Date of this Version
Nebraska’s economy and population have shown growth during recent years. Agricultural producers are experiencing change as well with the implementation of a new farm program. How have these changes affected rural Nebraskans at a local level? How do they perceive their quality of life? Do their perceptions differ by the size of their community, the region in which they live or by their occupation?
This report details results of 4,196 responses to the 1998 Nebraska Rural Poll, the third annual effort to take the pulse of rural Nebraskans. Respondents were asked a series of questions about their general well-being and their satisfaction with specific aspects of well-being. Trends are examined by comparing data from the two previous polls to this year’s results. In addition, comparisons are made among different subgroups of the respondents, e.g., comparisons by age, occupation, income, etc. Based on these analyses, some key findings emerged:
•Rural Nebraskans show continued optimism about their current and future situations. In 1996, thirty-six percent of the respondents said they were better off compared to five years ago. This increased to forty-one percent in 1998. This pattern continued when asked how they thought they would be ten years from now. Thirty-two percent believed they would be better off ten years from now in 1996; in 1998, forty-two percent thought they would be better off.
•More than half of rural Nebraskans are very satisfied with the following: their marriage, their family, and greenery and open space.
•Items receiving the highest proportion of very dissatisfied responses include financial security during retirement, current income level and job opportunities for the respondent. The rank ordering of these items has been relatively stable since 1996.
•Farmers and ranchers are not as optimistic about the future as respondents with other occupations. Only thirty-one percent of farmers or ranchers felt they would be better off ten years from now, compared to fifty-one percent of the respondents with professional/administrative occupations.
•The belief that people are powerless to control their own lives is affected by size of the respondent’s community, household income, age, and education.

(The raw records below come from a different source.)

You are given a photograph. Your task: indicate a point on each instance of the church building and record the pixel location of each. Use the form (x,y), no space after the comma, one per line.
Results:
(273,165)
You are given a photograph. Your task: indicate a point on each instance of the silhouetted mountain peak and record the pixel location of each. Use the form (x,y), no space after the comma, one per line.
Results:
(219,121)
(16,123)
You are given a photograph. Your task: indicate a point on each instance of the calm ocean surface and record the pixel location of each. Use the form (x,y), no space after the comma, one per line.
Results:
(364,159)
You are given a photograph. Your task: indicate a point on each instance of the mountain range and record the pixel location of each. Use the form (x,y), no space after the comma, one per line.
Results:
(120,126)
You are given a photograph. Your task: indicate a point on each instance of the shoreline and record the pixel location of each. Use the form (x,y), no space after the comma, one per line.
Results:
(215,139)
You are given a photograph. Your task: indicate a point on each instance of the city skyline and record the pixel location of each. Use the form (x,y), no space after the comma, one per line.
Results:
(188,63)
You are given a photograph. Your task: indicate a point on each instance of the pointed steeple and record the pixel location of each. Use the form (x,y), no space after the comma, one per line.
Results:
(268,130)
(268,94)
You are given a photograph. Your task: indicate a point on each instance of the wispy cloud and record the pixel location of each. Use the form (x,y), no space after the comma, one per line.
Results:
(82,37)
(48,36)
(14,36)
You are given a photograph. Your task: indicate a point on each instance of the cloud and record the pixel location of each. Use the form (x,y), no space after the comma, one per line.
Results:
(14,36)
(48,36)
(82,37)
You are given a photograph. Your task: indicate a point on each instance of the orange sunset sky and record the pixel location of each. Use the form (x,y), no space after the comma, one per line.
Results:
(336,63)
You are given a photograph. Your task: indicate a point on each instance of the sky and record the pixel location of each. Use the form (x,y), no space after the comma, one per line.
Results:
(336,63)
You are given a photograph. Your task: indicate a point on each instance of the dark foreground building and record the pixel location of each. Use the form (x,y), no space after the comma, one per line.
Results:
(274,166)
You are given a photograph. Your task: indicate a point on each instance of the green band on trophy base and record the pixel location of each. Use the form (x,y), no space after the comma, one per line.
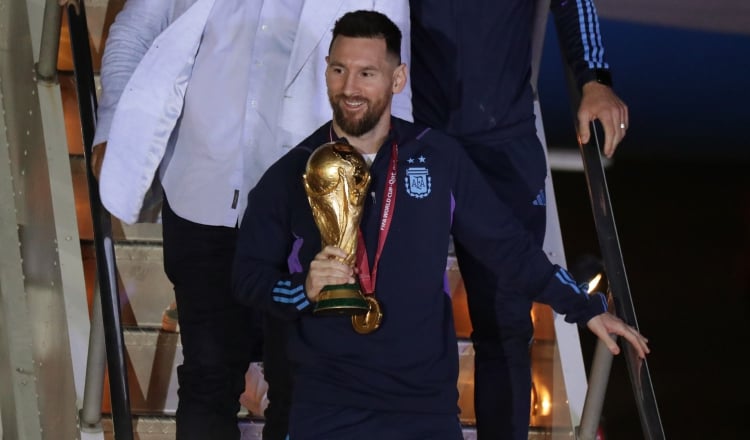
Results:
(341,299)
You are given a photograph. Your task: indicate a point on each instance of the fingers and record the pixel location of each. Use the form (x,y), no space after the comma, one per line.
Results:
(327,268)
(607,324)
(97,158)
(599,102)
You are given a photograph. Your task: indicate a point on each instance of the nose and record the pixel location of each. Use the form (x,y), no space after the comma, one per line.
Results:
(350,84)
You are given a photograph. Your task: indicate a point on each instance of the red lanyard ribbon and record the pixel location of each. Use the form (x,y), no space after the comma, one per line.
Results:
(366,277)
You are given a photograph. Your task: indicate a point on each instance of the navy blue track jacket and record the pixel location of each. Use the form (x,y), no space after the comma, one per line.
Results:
(471,63)
(410,364)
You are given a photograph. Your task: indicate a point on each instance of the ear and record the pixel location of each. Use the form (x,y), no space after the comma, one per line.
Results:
(399,78)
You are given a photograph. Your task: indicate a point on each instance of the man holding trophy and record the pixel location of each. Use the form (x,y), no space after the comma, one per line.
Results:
(388,369)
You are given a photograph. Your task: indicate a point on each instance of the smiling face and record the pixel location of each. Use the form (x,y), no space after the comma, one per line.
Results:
(362,78)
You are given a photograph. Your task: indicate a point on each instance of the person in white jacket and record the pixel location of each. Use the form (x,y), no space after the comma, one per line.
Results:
(199,97)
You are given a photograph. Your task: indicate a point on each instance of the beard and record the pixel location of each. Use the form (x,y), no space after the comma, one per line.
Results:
(354,126)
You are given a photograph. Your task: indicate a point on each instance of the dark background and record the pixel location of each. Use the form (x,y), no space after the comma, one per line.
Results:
(680,193)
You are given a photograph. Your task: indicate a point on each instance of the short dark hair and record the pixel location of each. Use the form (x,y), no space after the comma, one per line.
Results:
(369,24)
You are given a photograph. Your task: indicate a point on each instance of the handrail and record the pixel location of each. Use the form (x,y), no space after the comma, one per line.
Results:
(619,291)
(102,225)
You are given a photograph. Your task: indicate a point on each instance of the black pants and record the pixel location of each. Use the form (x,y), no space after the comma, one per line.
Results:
(501,318)
(219,336)
(278,374)
(328,422)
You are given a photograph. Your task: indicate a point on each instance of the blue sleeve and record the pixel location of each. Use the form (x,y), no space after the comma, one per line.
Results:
(486,227)
(577,25)
(260,275)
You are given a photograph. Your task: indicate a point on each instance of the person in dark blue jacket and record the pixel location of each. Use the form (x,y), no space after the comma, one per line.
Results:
(471,78)
(398,381)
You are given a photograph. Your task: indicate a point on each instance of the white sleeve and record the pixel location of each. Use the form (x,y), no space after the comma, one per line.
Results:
(135,28)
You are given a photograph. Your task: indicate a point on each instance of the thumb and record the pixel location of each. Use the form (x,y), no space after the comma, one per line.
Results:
(584,133)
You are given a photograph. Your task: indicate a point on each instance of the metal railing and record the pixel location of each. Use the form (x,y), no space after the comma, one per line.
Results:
(108,304)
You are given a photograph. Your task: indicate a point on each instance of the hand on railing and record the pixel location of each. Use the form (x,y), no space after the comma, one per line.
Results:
(74,3)
(599,102)
(606,324)
(97,158)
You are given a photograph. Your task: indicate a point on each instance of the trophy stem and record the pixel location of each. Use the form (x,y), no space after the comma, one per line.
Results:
(341,299)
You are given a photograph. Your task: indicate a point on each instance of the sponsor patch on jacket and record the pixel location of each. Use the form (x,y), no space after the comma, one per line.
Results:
(418,181)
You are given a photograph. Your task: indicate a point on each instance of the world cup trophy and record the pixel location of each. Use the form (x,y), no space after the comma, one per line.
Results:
(336,181)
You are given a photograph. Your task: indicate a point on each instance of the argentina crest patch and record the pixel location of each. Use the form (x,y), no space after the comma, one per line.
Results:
(418,181)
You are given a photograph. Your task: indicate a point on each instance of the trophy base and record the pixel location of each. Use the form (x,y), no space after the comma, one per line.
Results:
(341,299)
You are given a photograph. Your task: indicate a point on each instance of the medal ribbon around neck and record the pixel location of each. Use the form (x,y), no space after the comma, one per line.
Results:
(367,278)
(370,321)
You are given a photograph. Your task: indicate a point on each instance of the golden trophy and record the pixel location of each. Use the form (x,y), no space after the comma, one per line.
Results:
(336,180)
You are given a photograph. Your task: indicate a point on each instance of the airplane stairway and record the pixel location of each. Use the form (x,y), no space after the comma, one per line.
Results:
(152,354)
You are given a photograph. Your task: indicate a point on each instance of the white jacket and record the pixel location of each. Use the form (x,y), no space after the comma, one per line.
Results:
(137,123)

A multiple regression analysis revealed that respondents living in smaller communities, those with lower income levels, older respondents, and those with less education were the groups most likely to think that people are powerless.
•Overall, household income, age and occupation (whether or not a farmer) affect general well-being. Multiple regression analyses revealed the primary influences on well-being were household income, age and occupation. As age increases, well-being scores decrease. Household income had a positive relationship with well-being; as income levels increase so do well-being scores. Farmers report lower well-being scores than non-farmers.
•Farmers and ranchers were more likely than other occupational groups to be satisfied with clean air and water. Eighty-eight percent of the farmers/ranchers report being satisfied with clean air and water, compared to seventy-five percent of the manual laborers.
•Satisfaction with respondent’s housing was related to age. Older respondents were more likely to be satisfied with their housing compared to the younger respondents. Eighty-seven percent of the respondents age 65 and older stated they were satisfied with their housing; only sixty-eight percent of the respondents between the ages of 19 and 29 were satisfied with their housing.
•Respondents living in the North Central and Northeast regions of the state were more likely than those living in other regions to feel that people are powerless to control their lives. Approximately 35% of the respondents in these two regions agreed or strongly agreed with the statement that people are powerless to control their own lives, compared to twenty-seven percent of the people living in the Panhandle.